58) Os serviços da Ré/Empregadora contactaram então telefonicamente com a Instrutora do Processo que se manifestou surpreendida pelo pedido de consulta do processo pelo Autor/Trabalhador.

59) Foi então solicitado ao Autor/Trabalhador e seu Mandatário para comparecerem dali a uma hora no escritório da Instrutora do Processo, apesar de a distância entre a sede da Ré/Empregadora e aquele escritório não ser superior a 10/15 minutos.

60) Ali chegados, foi-lhes entregue para o efeito uma pasta que continha apenas algumas folhas, desorganizadas, não numeradas e muito menos rubricadas,

61) Sendo que o “processo” apenas dispunha da Nota de Culpa e dos documentos que constam de fls. 6 a 21 dos autos que constituem o Apenso A (processo disciplinar),

62) Não constando então do mesmo os documentos que constam de fls. 22 a 28 dos autos que constituem o Apenso A (processo disciplinar),

63) Os quais foram juntos após ter sido proferida a Nota de Culpa e sem que tenha sido dado qualquer conhecimento ao Autor/Trabalhador.

64) A Inquirição da Testemunha Sra.

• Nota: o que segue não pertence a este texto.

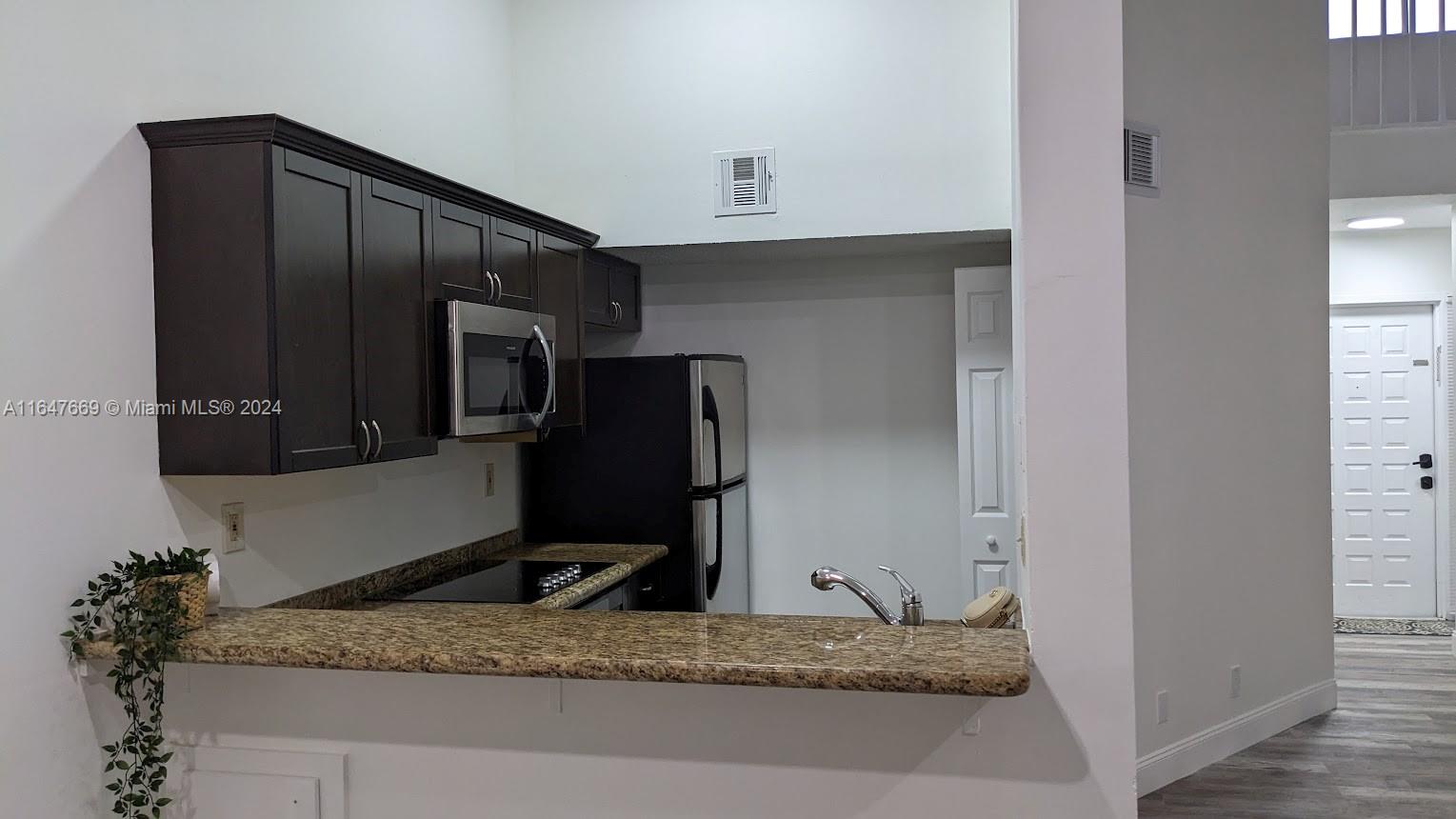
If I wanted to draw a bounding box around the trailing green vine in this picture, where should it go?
[61,548,209,819]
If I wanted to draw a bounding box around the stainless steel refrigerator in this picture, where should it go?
[524,355,748,612]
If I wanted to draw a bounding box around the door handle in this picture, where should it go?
[521,325,556,429]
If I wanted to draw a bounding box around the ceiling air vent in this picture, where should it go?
[713,148,779,215]
[1123,123,1162,197]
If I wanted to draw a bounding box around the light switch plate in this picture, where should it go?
[223,503,248,553]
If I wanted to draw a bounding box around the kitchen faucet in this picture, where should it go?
[809,566,925,625]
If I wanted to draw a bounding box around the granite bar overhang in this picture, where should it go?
[86,604,1031,696]
[76,530,1031,696]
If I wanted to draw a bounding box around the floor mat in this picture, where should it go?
[1335,616,1451,637]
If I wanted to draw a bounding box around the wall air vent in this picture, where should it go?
[713,148,779,217]
[1123,123,1162,197]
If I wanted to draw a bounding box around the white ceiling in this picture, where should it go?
[1329,195,1456,231]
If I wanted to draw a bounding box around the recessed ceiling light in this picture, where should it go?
[1346,215,1405,230]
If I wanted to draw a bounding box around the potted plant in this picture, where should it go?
[61,548,209,819]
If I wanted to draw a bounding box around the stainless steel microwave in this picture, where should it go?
[444,302,556,437]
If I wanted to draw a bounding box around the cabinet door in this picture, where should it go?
[270,148,364,472]
[536,234,587,427]
[490,215,536,310]
[364,178,437,461]
[581,250,614,327]
[611,259,642,332]
[432,200,492,303]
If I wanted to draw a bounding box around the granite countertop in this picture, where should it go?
[86,530,1031,696]
[86,604,1031,696]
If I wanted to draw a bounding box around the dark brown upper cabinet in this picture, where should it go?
[270,148,372,473]
[361,176,437,461]
[138,113,597,475]
[583,250,642,332]
[434,200,495,305]
[490,215,536,310]
[536,233,587,427]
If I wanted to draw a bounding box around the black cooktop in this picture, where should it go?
[385,560,611,604]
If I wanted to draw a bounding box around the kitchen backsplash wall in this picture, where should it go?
[165,440,520,607]
[587,245,1007,618]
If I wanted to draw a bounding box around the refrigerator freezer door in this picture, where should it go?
[688,358,748,489]
[693,484,748,613]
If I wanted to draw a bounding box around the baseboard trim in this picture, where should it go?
[1137,679,1340,796]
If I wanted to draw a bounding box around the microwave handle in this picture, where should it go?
[531,325,556,429]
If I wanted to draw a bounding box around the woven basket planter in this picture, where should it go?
[137,571,211,631]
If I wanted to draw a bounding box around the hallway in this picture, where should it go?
[1139,634,1456,819]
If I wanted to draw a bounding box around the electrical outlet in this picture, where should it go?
[223,503,248,553]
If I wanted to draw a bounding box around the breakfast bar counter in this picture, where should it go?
[88,602,1031,696]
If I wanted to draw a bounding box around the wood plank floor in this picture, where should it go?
[1139,634,1456,819]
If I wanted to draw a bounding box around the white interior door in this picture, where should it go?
[1329,305,1440,616]
[955,267,1021,602]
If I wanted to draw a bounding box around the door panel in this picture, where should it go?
[693,484,748,613]
[1329,306,1445,616]
[432,201,490,303]
[611,259,642,332]
[270,148,364,472]
[490,215,536,310]
[955,269,1021,600]
[364,179,437,461]
[688,360,748,487]
[536,234,586,427]
[581,250,611,327]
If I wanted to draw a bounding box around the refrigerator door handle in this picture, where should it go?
[704,489,724,600]
[704,383,724,489]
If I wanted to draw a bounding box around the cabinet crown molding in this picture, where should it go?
[137,113,600,248]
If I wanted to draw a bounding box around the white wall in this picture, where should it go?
[512,0,1010,247]
[0,0,515,816]
[1124,0,1332,787]
[591,245,1007,618]
[1329,228,1451,303]
[1321,127,1456,200]
[1007,0,1137,804]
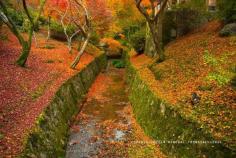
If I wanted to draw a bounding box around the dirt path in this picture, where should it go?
[66,63,165,158]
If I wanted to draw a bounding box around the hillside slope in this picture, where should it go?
[131,22,236,150]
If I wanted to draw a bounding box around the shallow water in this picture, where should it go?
[66,61,166,158]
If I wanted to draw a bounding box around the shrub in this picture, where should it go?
[7,8,24,27]
[230,76,236,89]
[101,38,123,57]
[50,20,76,41]
[130,28,146,54]
[203,50,218,66]
[112,59,125,68]
[217,0,236,23]
[89,32,100,46]
[219,23,236,37]
[207,72,230,86]
[148,65,163,80]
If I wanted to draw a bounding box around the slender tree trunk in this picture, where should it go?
[16,27,34,67]
[70,34,90,69]
[47,16,51,41]
[68,38,72,54]
[148,13,165,62]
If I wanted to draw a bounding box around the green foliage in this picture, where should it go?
[89,32,100,46]
[112,59,125,68]
[45,59,55,64]
[130,28,146,54]
[50,20,76,41]
[7,8,24,27]
[217,0,236,23]
[0,35,8,41]
[206,72,230,86]
[219,23,236,37]
[43,44,55,49]
[0,133,4,140]
[203,50,218,66]
[148,65,163,80]
[230,76,236,89]
[198,85,212,91]
[203,50,235,86]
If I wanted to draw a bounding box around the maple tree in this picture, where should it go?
[86,0,113,36]
[135,0,168,62]
[0,0,46,67]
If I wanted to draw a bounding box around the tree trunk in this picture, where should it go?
[148,13,165,62]
[16,27,34,67]
[47,16,51,42]
[16,42,30,67]
[70,35,90,69]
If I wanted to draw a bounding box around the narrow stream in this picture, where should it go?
[66,61,164,158]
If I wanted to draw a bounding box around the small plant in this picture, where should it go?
[198,85,212,91]
[0,133,4,140]
[112,60,125,69]
[0,35,8,41]
[230,76,236,89]
[229,36,236,46]
[130,28,146,54]
[229,64,236,73]
[203,50,218,66]
[148,65,163,80]
[199,40,208,47]
[206,72,230,86]
[43,44,55,49]
[45,59,55,64]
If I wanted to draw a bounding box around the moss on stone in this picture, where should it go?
[126,51,235,158]
[20,54,107,158]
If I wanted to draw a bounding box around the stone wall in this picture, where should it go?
[126,52,236,158]
[21,53,107,158]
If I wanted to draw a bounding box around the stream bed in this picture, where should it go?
[66,61,165,158]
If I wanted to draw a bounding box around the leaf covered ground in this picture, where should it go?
[0,26,98,157]
[131,21,236,149]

LL no âmbito do processo disciplinar ocorreu após a Resposta à Nota de Culpa e a Ré/Empregadora nunca deu conhecimento ao Autor/Trabalhador, pelo que apenas com o Relatório Final este soube que aquela testemunha tinha sido ouvida no dia 24/06/2014.

65) Não foi dado conhecimento ao Autor da junção ao processo disciplinar pela Instrutora dos documentos que constam de fls. 106 a 128 dos autos que constituem o Apenso A (processo disciplinar).

66) À data da consulta do processo disciplinar, o documento que actualmente consta de fls. 55 dos autos que constituem o Apenso A (processo disciplinar), estava inserido antes da Nota de Culpa.

67) No processo disciplinar, a Instrutora não determinou a realização nem se pronunciou sobre a diligência requerida pelo Autor/Trabalhador consistente em «Documental: Requer a junção aos autos da Conta Corrente existente entre o Trabalhador-Arguido e a FEP relativa ao último ano, bem como os documentos comprovativos da prestação de contas mensais, igualmente relativa ao último ano, os quais lhe deverão ser igualmente notificados».

68) Na reunião referida em 35), no que concerne ao Ponto relativo à «Assembleia Extraordinária da FEI», foi dada informação que a Assembleia Extraordinária da FEI terá lugar no próximo dia 29 de Abril, tendo como ponto principal da agenda a alteração dos Estatutos, no que se refere aos mandatos do Presidente, e foi entendimento dos 6 membros da Direcção presentes que a FEP se deverá abster nesta votação.

69) Na reunião referida em 38), no que concerne ao Ponto relativo à «FEI Sports Forum», foi referido pelo Secretário-Geral a importância da sua presença no Forum da FEI dado que, será a oportunidade ele poder estabelecer contactos para a participação da FEP nos WEG. Acresce também a realização da Assembleia Geral da FEI nas mesmas datas, o Presidente considerou que não se justificaria a representação na A.G. da FEI, mas concorda que será importante a presença do Secretário-Geral para tratar dos assuntos dos WEG, e foi assim autorizada a referida deslocação com o custo aproximado de 700 euros (avião e hotel).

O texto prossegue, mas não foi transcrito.